De verdachte heeft tegen voormeld vonnis hoger beroep ingesteld.
Dit arrest is gewezen naar aanleiding van het onderzoek op de terechtzitting in hoger beroep, alsmede het onderzoek op de terechtzitting in eerste aanleg.
Het hof heeft kennisgenomen van de vordering van de advocaat-generaal en van hetgeen door en namens de verdachte naar voren is gebracht.

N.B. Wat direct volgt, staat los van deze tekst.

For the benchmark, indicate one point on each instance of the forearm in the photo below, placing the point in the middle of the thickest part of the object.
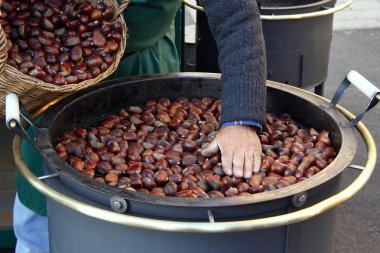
(237, 29)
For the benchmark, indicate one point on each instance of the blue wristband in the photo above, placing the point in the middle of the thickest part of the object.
(244, 123)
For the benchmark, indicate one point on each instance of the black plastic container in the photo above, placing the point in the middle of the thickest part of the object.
(71, 231)
(298, 50)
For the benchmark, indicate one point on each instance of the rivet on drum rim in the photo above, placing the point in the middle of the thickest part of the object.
(118, 204)
(299, 199)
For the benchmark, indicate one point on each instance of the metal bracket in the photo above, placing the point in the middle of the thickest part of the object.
(14, 109)
(356, 167)
(299, 199)
(118, 204)
(363, 85)
(48, 176)
(210, 215)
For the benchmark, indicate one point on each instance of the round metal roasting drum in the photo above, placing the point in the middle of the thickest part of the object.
(89, 216)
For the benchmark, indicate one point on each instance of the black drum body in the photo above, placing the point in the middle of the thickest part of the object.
(71, 231)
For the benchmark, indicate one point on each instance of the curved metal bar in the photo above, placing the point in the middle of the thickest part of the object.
(206, 227)
(288, 17)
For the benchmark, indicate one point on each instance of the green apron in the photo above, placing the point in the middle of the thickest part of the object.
(150, 49)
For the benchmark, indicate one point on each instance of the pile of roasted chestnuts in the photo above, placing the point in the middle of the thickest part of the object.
(155, 149)
(60, 42)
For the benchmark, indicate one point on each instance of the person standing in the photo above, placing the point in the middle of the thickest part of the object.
(237, 29)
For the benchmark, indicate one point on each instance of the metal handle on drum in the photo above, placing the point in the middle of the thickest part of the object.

De advocaat-generaal heeft gevorderd dat het hof het vonnis van de rechtbank zal bevestigen.
Door de verdediging is bepleit primair dat het openbaar ministerie in de vervolging niet-ontvankelijk dient te worden verklaard, subsidiair dat aan verdachte een geldboete met een groter voorwaardelijk deel dan wel een taakstraf wordt opgelegd.
Het hof kan zich op onderdelen niet met het beroepen vonnis verenigen. Om redenen van efficiëntie zal het hof evenwel het gehele vonnis vernietigen.
Aan verdachte is ten laste gelegd dat:
hij op of omstreeks 21 december 2008 te 's-Hertogenbosch, in elk geval in Nederland, met een auto voorzien van het kenteken [kenteken], taxivervoer heeft verricht zonder een daartoe verleende vergunning.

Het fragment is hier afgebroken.